Second call - Execute workflow:

{
  "tool": "code_exec_run_program",
  "parameters": {
    "program": {
      "steps": [
        {
          "id": "get_workspaces",
          "tool": "asana_list_workspaces___c9c8",
          "args": {}
        },
        {
          "id": "get_user",
          "tool": "asana_get_user___c9c8",
          "args": { "user_id": "me" }
        },
        {
          "id": "get_tasks",
          "tool": "asana_get_tasks___c9c8",
          "args": {
            "assignee": "{{get_user.result.gid}}",
            "workspace": "{{get_workspaces.result.0.gid}}",
            "limit": 100
          }
        },
        {
          "id": "save_to_memory",
          "tool": "long_term_memory",
          "args": {
            "action": "store",
            "content": [
              "User's Asana tasks retrieved on November 8, 2025: {{get_tasks.result}}"
            ]
          }
        }
      ]
    }
  }
}

The entire operation completes in two tool calls with full variable substitution between steps.

Reflections and Limitations

Scope Differences

Witsy's implementation is intentionally narrower than Anthropic's MCP code execution:

• No arbitrary code execution or data processing between steps
• No filtering, mapping, or transformation of intermediate results
• No conditional logic or branching within workflows
• Focus is purely on orchestrating sequential tool calls with variable passing

This trade-off was made to:

1. Avoid the complexity and security concerns of sandboxed code execution
2. Keep the implementation lightweight and maintainable
3. Align with Witsy's architecture as a desktop application

Instruction Tuning Required

Getting models to reliably use code execution still requires prompt engineering:

• Models need to be encouraged to use get_tools_info first to understand tool schemas
• Some models struggle with the JSON syntax for complex workflows
• Variable substitution patterns need to be clearly explained

The feature works best with frontier models (Claude Sonnet 4.5, etc.) that have strong instruction-following capabilities.

Error Detection Fragility

The current error detection has some weaknesses:

if (result.error || (typeof result === 'string' && result.toLowerCase().startsWith('error'))) {

This approach:

• Only catches errors that start with "error" (case-insensitive)
• Misses errors formatted as "Failed to..." or "Cannot..."
• Relies on string matching rather than structured error formats

A more robust approach would require:

• Standardized error formats from MCP servers (which we don't control)
• Or more sophisticated heuristics for error detection
• Or explicit error signaling from the plugin execution layer

Auto-Unwrapping Complexity

The automatic unwrapping of result and data properties, while convenient, adds cognitive overhead:

• It's not always clear whether {{step1.items}} refers to step1.items or step1.result.items
• The logic for determining when to unwrap has edge cases
• Makes the variable resolution code more complex (~130 lines with multiple branching paths)
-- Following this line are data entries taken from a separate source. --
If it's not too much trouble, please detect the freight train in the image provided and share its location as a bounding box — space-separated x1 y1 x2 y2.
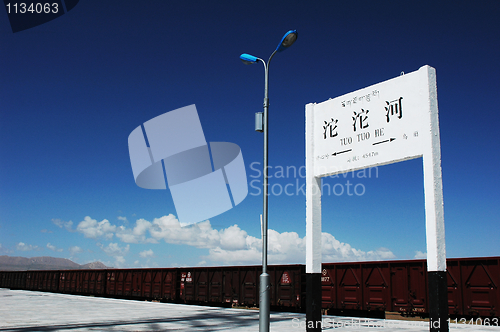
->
0 257 500 317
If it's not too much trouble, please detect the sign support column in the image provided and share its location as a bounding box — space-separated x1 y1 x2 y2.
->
423 68 449 332
306 104 322 332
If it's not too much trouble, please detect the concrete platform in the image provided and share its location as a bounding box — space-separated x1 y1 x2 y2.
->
0 289 500 332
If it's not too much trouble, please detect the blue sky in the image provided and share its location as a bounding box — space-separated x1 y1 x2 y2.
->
0 0 500 267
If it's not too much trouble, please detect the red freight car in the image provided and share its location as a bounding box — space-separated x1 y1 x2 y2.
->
0 257 500 317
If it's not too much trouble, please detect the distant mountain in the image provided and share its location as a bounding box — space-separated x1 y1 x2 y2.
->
0 256 108 271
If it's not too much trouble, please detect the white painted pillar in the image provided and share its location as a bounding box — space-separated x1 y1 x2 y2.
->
423 66 449 332
306 104 322 332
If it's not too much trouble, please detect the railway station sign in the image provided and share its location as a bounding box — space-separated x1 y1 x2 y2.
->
312 67 430 176
306 66 448 332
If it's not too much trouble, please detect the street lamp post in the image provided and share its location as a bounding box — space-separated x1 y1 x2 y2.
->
240 30 297 332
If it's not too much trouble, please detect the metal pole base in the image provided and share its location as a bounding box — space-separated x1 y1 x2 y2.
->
306 273 322 332
427 271 449 332
259 273 271 332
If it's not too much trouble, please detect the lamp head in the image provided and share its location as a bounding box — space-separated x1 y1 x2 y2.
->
240 53 259 65
276 30 298 52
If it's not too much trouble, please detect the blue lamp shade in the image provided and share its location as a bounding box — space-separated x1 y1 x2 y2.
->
240 53 259 65
276 30 298 52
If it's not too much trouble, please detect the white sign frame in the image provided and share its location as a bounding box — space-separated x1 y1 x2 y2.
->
306 65 446 273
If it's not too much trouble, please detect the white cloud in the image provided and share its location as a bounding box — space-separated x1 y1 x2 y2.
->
414 250 427 259
99 243 130 258
69 246 83 255
76 216 117 240
52 219 74 232
139 249 154 258
16 242 41 251
47 243 63 252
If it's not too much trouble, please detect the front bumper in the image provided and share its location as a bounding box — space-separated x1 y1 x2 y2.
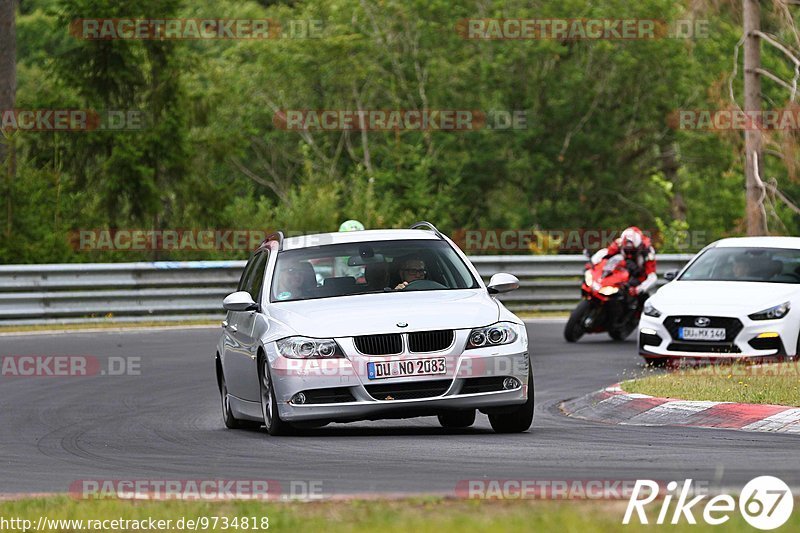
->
638 315 797 360
271 339 533 422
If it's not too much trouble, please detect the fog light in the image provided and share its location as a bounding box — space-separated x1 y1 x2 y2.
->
292 392 306 405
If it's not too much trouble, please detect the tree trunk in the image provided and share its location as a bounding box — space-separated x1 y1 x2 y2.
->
743 0 767 235
0 0 17 237
658 140 686 220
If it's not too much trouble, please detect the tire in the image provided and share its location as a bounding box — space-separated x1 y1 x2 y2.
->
258 355 293 437
219 375 261 429
439 409 475 429
489 369 533 433
564 300 592 342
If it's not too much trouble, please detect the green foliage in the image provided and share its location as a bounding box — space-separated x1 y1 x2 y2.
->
0 0 800 262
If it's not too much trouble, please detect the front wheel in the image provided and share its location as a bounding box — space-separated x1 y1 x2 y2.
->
258 356 292 436
564 300 592 342
489 369 533 433
219 375 260 429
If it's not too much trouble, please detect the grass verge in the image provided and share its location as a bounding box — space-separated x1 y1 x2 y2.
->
622 361 800 407
0 496 800 533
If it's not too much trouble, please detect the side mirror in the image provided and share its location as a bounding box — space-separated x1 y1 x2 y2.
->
222 291 258 311
486 272 519 294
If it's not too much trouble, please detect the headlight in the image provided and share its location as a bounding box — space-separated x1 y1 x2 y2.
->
749 302 791 320
275 337 344 359
466 322 519 350
642 300 661 318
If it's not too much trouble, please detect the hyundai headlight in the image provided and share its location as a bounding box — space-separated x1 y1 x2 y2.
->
466 322 519 350
642 300 661 318
275 337 344 359
749 302 791 320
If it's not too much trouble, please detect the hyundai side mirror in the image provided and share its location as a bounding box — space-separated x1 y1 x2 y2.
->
222 291 258 311
486 272 519 294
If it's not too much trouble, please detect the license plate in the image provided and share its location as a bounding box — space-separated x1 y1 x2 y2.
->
678 328 725 341
367 357 447 379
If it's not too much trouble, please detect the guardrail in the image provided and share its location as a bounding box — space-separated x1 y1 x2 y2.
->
0 255 692 325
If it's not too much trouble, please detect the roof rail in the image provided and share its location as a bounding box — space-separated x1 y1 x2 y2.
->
409 220 444 240
259 231 284 252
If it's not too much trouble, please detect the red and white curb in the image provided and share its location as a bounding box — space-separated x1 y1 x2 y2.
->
560 384 800 435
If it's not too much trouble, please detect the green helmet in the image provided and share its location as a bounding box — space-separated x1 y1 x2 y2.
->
339 220 364 231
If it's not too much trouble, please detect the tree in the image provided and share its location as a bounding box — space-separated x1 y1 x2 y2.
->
0 0 17 236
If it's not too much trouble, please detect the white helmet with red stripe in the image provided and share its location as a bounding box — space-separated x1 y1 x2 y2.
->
619 226 644 256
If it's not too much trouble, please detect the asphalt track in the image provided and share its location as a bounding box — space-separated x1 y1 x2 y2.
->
0 322 800 495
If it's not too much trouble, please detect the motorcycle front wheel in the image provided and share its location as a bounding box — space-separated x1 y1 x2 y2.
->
564 300 592 342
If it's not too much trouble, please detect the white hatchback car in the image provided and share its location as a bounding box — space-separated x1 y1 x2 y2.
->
639 237 800 362
216 223 533 435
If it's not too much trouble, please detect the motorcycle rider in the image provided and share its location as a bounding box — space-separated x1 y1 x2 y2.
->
592 226 658 307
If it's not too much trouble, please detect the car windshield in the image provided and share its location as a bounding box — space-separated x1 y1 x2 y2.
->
678 248 800 283
270 240 479 302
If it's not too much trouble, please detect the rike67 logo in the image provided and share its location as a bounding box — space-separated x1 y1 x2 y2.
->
622 476 794 530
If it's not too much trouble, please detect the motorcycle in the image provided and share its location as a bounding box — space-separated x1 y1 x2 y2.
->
564 252 641 342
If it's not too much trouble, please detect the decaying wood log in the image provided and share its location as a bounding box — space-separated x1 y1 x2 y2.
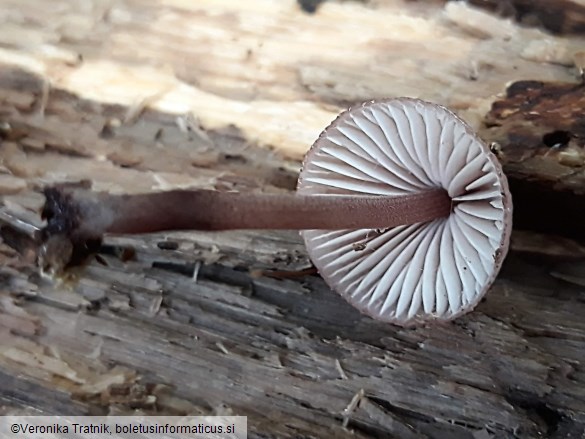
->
0 0 585 439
This is a trade-off between convenience for simple cases and explicitness for complex ones.

Future Enhancements

Planned improvements include:

• Hardening variable substitution: Improve the robustness and reliability of the variable resolution logic to handle more edge cases gracefully
• Better result visibility: Provide the model with summary information about what was accomplished at each step, rather than just a boolean success/failure indicator
• Error handling control: Implement the on_error parameter described in system instructions to allow workflows to continue on failure or abort as needed
• Workflow constraints: Define and enforce practical limits on workflow size (max steps), execution time (timeouts), and resource usage

Completed Enhancements:

• ✅ Schema learning (implemented): The plugin now automatically captures JSON schemas from tool results and provides them in get_tools_info responses, dramatically reducing variable resolution errors

Despite these limitations, the code execution plugin provides significant value for multi-step operations, dramatically reducing token usage while maintaining the reliability of tool chaining.